Jordan Greenby Jordan Green

Almost four months ago, I wrote in this space that the US Supreme Court held “a monumental opportunity to wreak havoc on those of us who toil at our labor and scrape together meager earnings for necessities like housing, food, fuel and healthcare.”

After years of accumulated disappointments, my attitude towards government and the courts has evolved into a guarded posture of hoping for the best, while fearing the worst.

On a mere technicality, I wrote, the Supreme Court could have essentially blown up the Affordable Care Act, ruling that citizens who purchased healthcare through exchanges run by the federal government were not entitled to a subsidy. That would have resulted in my health insurance premium jumping $160 per month. For our family, which struggles to cover the costs of housing, student-debt payments and utilities on modest earnings from my wife and me, $160 is a significant amount.

At the time, we were also wrestling with the decision of whether to buy our first home, entailing an increase in housing costs from the $450 per month we paid in rent to about $600 to cover a mortgage, taxes and homeowners insurance.
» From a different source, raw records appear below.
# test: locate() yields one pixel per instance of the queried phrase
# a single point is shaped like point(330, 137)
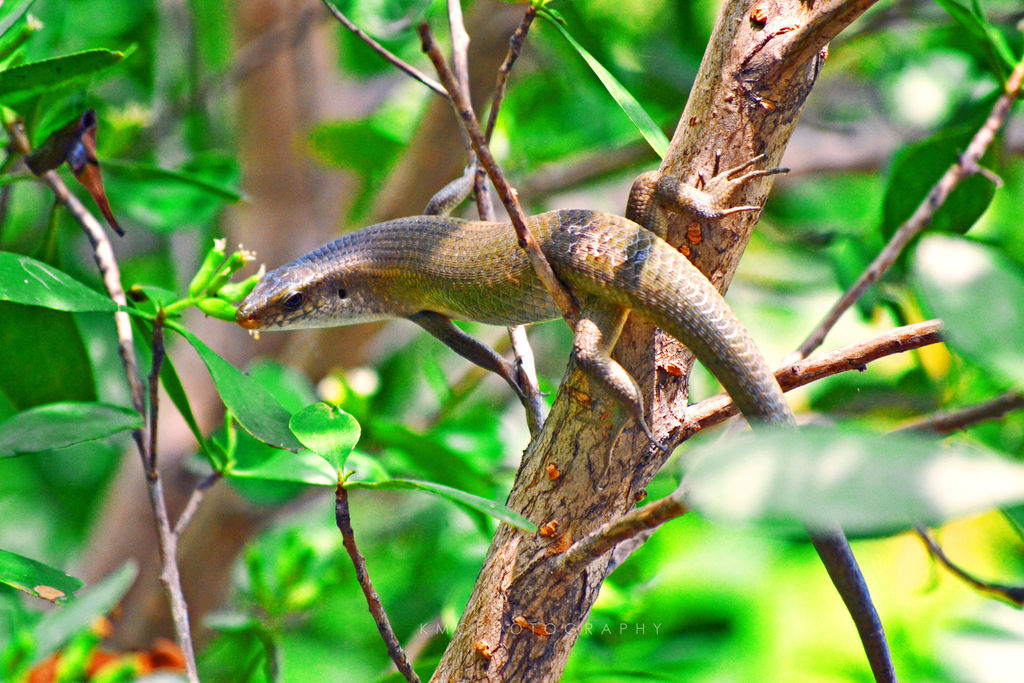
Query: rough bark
point(750, 91)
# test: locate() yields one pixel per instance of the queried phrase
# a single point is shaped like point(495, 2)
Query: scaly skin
point(434, 268)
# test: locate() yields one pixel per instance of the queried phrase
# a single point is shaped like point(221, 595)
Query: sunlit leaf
point(305, 467)
point(60, 425)
point(31, 79)
point(487, 507)
point(868, 483)
point(251, 404)
point(58, 626)
point(184, 176)
point(11, 12)
point(650, 131)
point(24, 280)
point(328, 431)
point(918, 168)
point(978, 295)
point(36, 579)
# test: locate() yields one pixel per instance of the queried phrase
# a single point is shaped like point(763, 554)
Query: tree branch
point(505, 190)
point(384, 52)
point(854, 356)
point(102, 253)
point(394, 650)
point(966, 166)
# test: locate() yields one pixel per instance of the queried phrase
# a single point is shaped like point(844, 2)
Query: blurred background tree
point(272, 101)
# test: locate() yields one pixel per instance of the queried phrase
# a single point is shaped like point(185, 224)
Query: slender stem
point(383, 51)
point(515, 48)
point(945, 423)
point(193, 505)
point(102, 253)
point(854, 356)
point(966, 166)
point(344, 522)
point(606, 537)
point(508, 195)
point(1012, 594)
Rational economic actors might have waited for the Supreme Court decision before crossing that Rubicon. Instead, we took that most American venture of faith, and leveraged ourselves into greater debt in the face of significant uncertainty. We bought into the American Dream, perhaps against our better judgment.

So the Supreme Court’s decision last week to turn down the challenge to a key provision of the Affordable Care Act came as a huge relief. Having come to the conclusion long ago that the government and the courts are elitist institutions whose chief decision-makers are oblivious to the needs of ordinary citizens, I’m still in shock.

The Affordable Care Act ruling was followed by two other decisions that will have resounding and far-reaching impact on ordinary people. The decision to protect marriage equality regardless of the gender of the partners as a matter of equal protection under the law not only upholds the dignity of gay and lesbian citizens, it ensures them the same access to tax and retirement benefits, guarantees that parents retain custody of children in the event of the death of one partner, the ability of partners to make important end-of-life decisions and to visit loved ones in the hospital and myriad other benefits that heterosexual couples take for granted. Our 2-year-old daughter marked the historic Supreme Court decision by uttering the word “rainbow” for the first time on Sunday.

The third decision, much overlooked, is the court’s ruling striking down a key provision of the Armed Career Criminal Act, which imposes additional time on the sentences of defendants with whose crimes involve what are vaguely termed “violent felonies” or “serious” drug crimes. The ruling could potentially affect the sentences of about 7,000 people serving time under the Armed Career Criminal Act.

While the decision might not be as impactful as rulings on marriage equality and the Affordable Care Act, it matters to defendants who are serving excessive sentences because they might have possessed a sawed-off shotgun. It means they will have the opportunity to come home sooner and take care of their families. As a nation, we appear to be finally drawing down our massive prison population slightly, and addressing the staggering economic drain on families and taxpayers that results from warehousing men and women during their prime earning years. That’s something to celebrate.

Meanwhile, in the wake of the Charleston massacre, Southern states began to take down the Confederate flag and Walmart announced it would remove the symbol of white supremacy from store shelves.

These are all significant progressive victories, but what they mean for the ongoing culture wars is less certain. For Southern politicians like South Carolina Sen. Lindsey Graham, who announced his presidential bid last week, calling for the removal of the Confederate flag allows viability on the national political stage, while sacrificing support from poor, racist whites who cling to the flag as their only remaining bond with white elites.

The marriage-equality decision likewise allows Republican presidential hopefuls to spend less time reassuring conservative base voters about their traditional values because they can argue that while they oppose same-sex marriage, the matter is now settled law. Of course, the less time they have to spend pandering to the conservative base in the primary, the less baggage the eventual nominee carries into the general election.

Yet while progressives might celebrate this week, they hardly get the last word.

Tami Fitzgerald of the NC Values Coalition invoked the specter of the Supreme Court’s 1973 Roe v. Wade decision legalizing abortion.

“Today’s ruling by the Supreme Court will no more settle the issue of gay marriage than Roe v. Wade settled the issue of abortion,” she said. “Forty years later, the majority of Americans are more pro-life than ever, and I believe that history will prove the arrogance of this Supreme Court’s new illusory definition for marriage.”

Welcome to the next phase of backlash politics.